Auch Nordkorea und der Iran werden in dem mehr als 60 Seiten langen Papier als große Bedrohungen für die USA identifiziert. Um sich gegen mögliche Angriffe zu wappnen, stärke man daher die amerikanische Raketenabwehr.  

Steht Donald Trump bald allein da?

In Summe beruht Trumps Sicherheitsstrategie auf vier Säulen: dem Schutz des US-Heimatlandes, der Förderung amerikanischen Wohlstandes und wirtschaftlicher Sicherheit, Friedenssicherung durch militärische Stärke und einer Vergrößerung des amerikanischen Einflusses in der Welt.

„Amerika wird gewinnen“, sagt Donald Trump.
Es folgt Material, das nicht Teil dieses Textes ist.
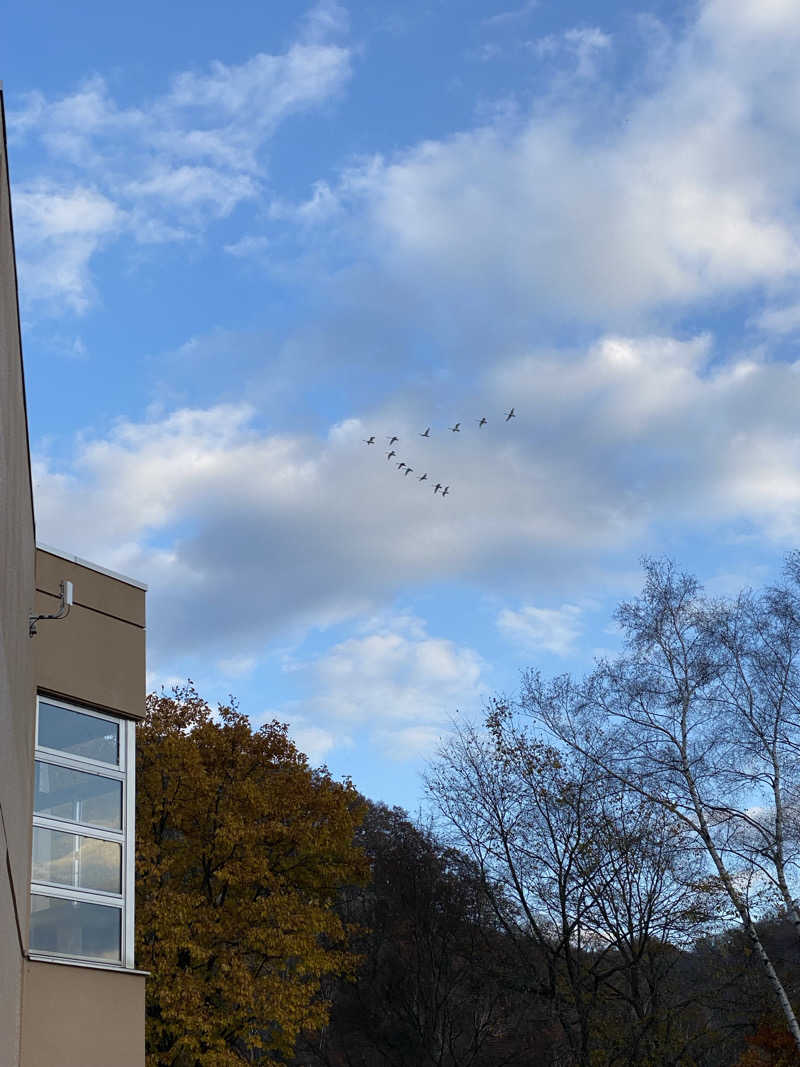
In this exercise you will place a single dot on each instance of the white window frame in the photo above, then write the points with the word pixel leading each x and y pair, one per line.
pixel 124 771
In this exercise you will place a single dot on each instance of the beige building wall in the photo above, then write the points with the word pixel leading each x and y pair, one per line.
pixel 96 654
pixel 51 1015
pixel 16 654
pixel 74 1015
pixel 82 1017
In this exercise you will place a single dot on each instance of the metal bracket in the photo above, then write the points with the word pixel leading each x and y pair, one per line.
pixel 66 603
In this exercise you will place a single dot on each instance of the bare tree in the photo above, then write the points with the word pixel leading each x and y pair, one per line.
pixel 593 884
pixel 700 717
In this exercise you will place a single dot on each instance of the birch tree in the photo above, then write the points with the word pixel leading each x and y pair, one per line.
pixel 699 716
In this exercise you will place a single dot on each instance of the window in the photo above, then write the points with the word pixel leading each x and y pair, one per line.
pixel 83 862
Seine Strategie macht deutlich, wo US-Präsident Donald Trump die USA in diesem Spiel sieht: ganz vorn. Doch wer ganz vorn sein will, muss an anderen vorbeiziehen – und kann nur hoffen, dass die Mitspieler (oder: Verlierer) den USA weiterhin Rückendeckung geben.

Dass die neue Sicherheitsstrategie der USA bereits empörten Widerspruch in Russland und China hervorgerufen hat, ist daher kein Wunder. Der Kreml warf US-Präsident Donald Trump eine „imperialistische“ Haltung vor, China attestierte ihm eine „Mentalität des Kalten Krieges“.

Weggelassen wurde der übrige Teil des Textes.